The half marathon is my favorite distance to race. It is a challenging distance that requires significant training in order to be successful. But it does not take the devastating toll on the body that the marathon does. The half has the feel of a big race, unlike most 5K and 10K events.
There has been some discussion within the running community about the name “half marathon.” Several years ago a movement started to call it the “Pikermi.” Pikermi is a town in Greece roughly halfway between Marathon and Athens. According to legend, in 490 BC a messenger named Pheidippides ran the 26.2 miles from Marathon to Athens to deliver the message that the Greeks had defeated the Persians in the Battle of Marathon. This is where the marathon got its name and its distance. The idea behind renaming was that the term “half” somehow diminished the 13.1 mile distance. But the idea never caught on. More diminishing to the distance in my mind is the term “Mini Marathon” that seems to be popular in the Midwest.
I ran my first half marathon in Detroit in 2008. It only took that one race to get me hooked. I’ve since run a total of 14 half marathons in Michigan, Ohio, Kentucky, Pennsylvania and Florida. Each was both challenging and fun in its own way. My favorite was the Big Hit Half Marathon in Louisville in 2013. The Big Hit begins outside of Louisville Slugger Field, home of the Louisville Bats.
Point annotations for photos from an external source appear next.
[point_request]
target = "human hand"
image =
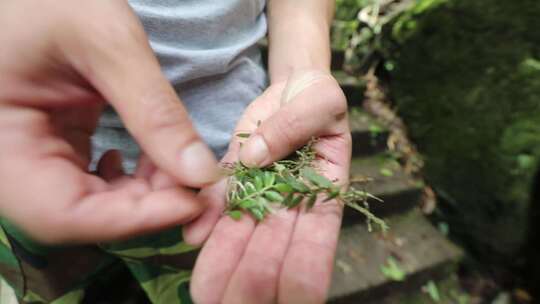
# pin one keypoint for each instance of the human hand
(61, 61)
(288, 257)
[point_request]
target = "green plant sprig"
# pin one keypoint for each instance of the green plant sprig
(287, 184)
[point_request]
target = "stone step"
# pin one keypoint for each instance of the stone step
(338, 55)
(419, 251)
(369, 136)
(399, 191)
(352, 86)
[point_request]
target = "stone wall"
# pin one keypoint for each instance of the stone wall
(465, 76)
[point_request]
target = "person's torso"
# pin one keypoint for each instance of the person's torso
(200, 38)
(207, 49)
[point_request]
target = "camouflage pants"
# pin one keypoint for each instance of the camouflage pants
(161, 264)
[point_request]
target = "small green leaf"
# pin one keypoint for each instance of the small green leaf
(279, 167)
(250, 188)
(432, 291)
(332, 195)
(297, 184)
(311, 201)
(247, 203)
(257, 213)
(235, 215)
(269, 179)
(386, 172)
(283, 188)
(273, 196)
(316, 178)
(258, 183)
(296, 201)
(288, 199)
(243, 135)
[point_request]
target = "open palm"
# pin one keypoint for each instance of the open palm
(288, 257)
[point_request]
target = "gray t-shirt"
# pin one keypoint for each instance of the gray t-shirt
(207, 49)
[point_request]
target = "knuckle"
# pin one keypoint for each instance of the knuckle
(50, 230)
(287, 126)
(166, 115)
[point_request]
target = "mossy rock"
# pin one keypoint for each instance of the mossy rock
(466, 79)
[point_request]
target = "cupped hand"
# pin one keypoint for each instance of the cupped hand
(288, 257)
(61, 62)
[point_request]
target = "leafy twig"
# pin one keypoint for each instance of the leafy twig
(287, 184)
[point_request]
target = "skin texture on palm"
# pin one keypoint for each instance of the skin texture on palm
(65, 61)
(288, 257)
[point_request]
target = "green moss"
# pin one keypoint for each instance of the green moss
(466, 79)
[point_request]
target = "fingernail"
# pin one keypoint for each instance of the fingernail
(200, 162)
(254, 152)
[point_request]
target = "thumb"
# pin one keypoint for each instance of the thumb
(312, 105)
(124, 69)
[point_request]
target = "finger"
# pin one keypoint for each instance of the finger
(316, 110)
(145, 167)
(66, 204)
(219, 258)
(196, 232)
(142, 96)
(110, 165)
(307, 268)
(256, 278)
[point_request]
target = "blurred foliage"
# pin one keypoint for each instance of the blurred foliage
(465, 76)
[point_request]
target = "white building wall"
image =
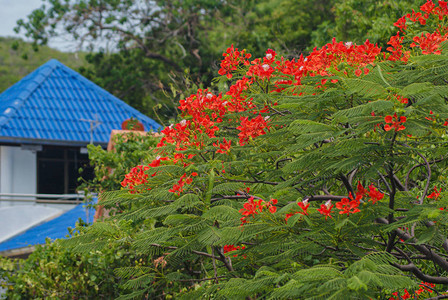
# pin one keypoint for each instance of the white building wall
(18, 172)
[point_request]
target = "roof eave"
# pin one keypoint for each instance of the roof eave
(15, 140)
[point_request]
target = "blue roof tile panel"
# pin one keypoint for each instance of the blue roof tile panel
(51, 103)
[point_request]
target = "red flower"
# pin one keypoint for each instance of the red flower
(361, 190)
(429, 42)
(232, 59)
(436, 194)
(304, 206)
(374, 194)
(252, 207)
(230, 248)
(325, 209)
(349, 206)
(395, 122)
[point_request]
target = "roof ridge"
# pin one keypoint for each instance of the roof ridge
(111, 97)
(45, 70)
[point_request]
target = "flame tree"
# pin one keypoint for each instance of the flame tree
(319, 176)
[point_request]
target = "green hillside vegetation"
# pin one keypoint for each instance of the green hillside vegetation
(18, 58)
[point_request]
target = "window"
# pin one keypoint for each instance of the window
(58, 169)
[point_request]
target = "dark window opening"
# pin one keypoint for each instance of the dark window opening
(58, 170)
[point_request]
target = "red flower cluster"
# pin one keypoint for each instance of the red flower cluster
(232, 59)
(224, 147)
(396, 49)
(430, 42)
(424, 287)
(436, 194)
(251, 128)
(405, 295)
(374, 194)
(395, 122)
(135, 177)
(303, 205)
(335, 53)
(430, 9)
(262, 68)
(252, 207)
(349, 206)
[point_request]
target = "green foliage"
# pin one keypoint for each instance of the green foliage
(333, 184)
(14, 67)
(53, 271)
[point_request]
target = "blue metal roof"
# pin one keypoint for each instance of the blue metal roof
(48, 105)
(54, 229)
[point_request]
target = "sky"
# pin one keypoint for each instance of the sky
(13, 10)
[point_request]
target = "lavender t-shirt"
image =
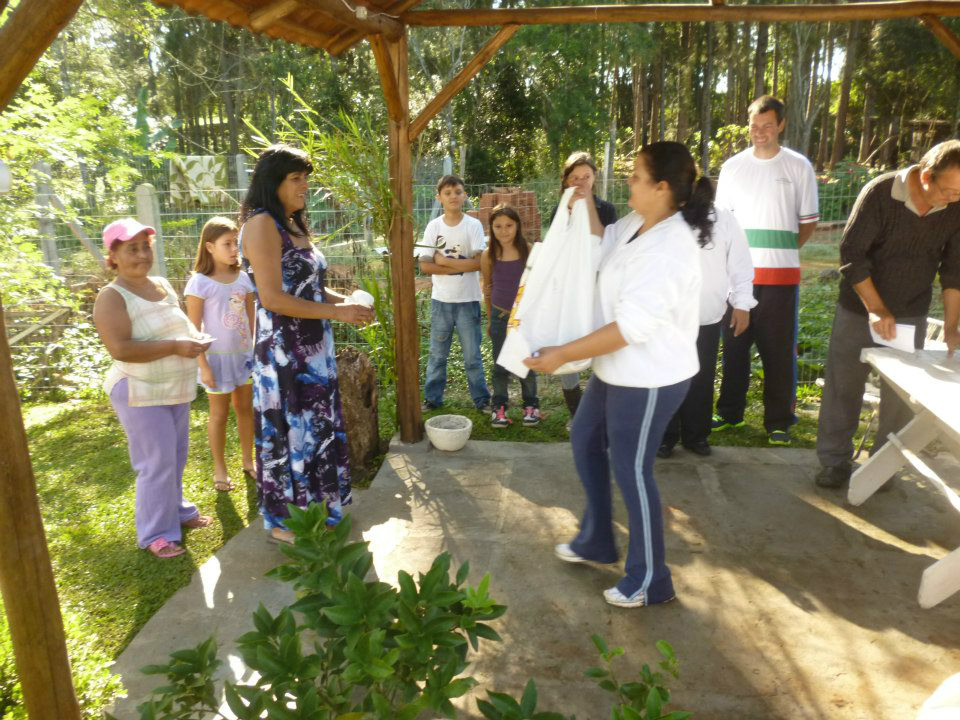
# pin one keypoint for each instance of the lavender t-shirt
(230, 356)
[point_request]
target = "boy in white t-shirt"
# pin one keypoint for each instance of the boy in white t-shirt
(453, 243)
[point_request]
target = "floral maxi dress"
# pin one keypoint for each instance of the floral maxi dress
(300, 437)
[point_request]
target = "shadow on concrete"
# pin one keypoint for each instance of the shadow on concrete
(790, 605)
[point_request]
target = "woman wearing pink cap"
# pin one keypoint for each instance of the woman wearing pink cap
(151, 383)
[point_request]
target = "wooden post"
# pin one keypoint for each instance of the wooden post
(26, 577)
(148, 212)
(943, 33)
(392, 65)
(45, 226)
(27, 33)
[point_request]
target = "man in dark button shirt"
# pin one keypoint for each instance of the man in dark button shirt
(903, 230)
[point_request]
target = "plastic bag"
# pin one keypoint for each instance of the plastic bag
(555, 300)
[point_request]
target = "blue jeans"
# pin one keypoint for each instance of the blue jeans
(465, 317)
(500, 376)
(617, 431)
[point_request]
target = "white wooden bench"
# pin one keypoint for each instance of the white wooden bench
(930, 383)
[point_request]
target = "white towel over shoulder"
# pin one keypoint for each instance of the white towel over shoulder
(555, 300)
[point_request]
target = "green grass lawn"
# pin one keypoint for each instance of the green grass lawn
(86, 489)
(109, 588)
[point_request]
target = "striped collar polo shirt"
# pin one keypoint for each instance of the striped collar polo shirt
(770, 198)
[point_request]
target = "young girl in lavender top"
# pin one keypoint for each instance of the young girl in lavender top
(501, 266)
(219, 299)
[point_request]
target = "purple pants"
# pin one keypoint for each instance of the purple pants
(157, 437)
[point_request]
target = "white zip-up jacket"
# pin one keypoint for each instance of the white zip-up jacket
(650, 287)
(726, 269)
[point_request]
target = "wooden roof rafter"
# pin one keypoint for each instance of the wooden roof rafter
(684, 12)
(235, 14)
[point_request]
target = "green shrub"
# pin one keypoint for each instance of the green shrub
(838, 190)
(351, 649)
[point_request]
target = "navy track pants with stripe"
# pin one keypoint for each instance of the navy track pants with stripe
(618, 429)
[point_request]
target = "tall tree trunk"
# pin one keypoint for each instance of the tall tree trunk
(706, 103)
(685, 90)
(824, 141)
(662, 106)
(776, 60)
(67, 88)
(227, 70)
(178, 110)
(638, 76)
(760, 60)
(745, 85)
(866, 134)
(730, 97)
(849, 63)
(891, 151)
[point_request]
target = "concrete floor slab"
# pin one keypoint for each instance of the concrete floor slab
(791, 603)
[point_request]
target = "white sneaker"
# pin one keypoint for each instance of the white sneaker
(566, 553)
(615, 597)
(638, 599)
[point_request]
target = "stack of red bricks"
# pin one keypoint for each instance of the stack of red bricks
(525, 203)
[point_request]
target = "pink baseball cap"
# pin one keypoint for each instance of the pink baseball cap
(123, 230)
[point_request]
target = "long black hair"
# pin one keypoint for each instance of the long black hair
(672, 163)
(496, 249)
(272, 168)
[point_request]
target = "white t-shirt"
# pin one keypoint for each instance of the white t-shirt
(726, 269)
(464, 240)
(770, 199)
(650, 287)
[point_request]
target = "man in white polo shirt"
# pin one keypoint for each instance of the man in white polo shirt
(772, 191)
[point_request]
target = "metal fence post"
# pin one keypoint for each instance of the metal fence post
(243, 179)
(48, 240)
(607, 167)
(148, 212)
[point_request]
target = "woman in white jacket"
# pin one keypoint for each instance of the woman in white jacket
(644, 354)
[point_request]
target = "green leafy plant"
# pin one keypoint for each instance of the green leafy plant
(351, 648)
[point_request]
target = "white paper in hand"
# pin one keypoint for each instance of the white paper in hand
(903, 340)
(555, 300)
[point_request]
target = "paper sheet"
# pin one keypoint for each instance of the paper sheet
(903, 340)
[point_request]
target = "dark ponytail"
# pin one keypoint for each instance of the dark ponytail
(672, 163)
(698, 210)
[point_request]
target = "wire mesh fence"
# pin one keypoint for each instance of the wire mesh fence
(61, 354)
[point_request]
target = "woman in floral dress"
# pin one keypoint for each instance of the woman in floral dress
(300, 438)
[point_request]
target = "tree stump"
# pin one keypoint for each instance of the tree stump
(358, 394)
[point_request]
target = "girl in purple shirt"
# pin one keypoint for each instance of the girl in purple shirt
(219, 299)
(501, 266)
The Bats are a Triple-A affiliate of the Cincinnati Reds. The race winds through downtown Louisville then out to Churchill Downs, site of the Kentucky Derby. After returning downtown, runners enter the stadium and cross the finish line at home plate. In 2013 I crossed that line in one hour, 50 minutes and 54 seconds, my personal best.
I ran the half marathon distance yesterday, but it was not a race. It was a training run that completed my 8th week of training for the Chicago Marathon. I ran with Team World Vision on the very hilly section of Hines Drive that is our standard course. TWV provided water stations on the course that were staffed by friendly and encouraging volunteers. The weather was perfect for a long run. I completed the distance in 2 hours and 17 minutes, the same as my slowest ever half marathon race. Yet as a training run, at 10:29 per mile I was just 1 second off of my goal pace. It was a good run.
Today is my one planned rest day of the week. And I need it. I’m tired and I’m sore. The week ahead is a slight but planned step back. 24 total miles, with the longest run only 10. The the real work begins.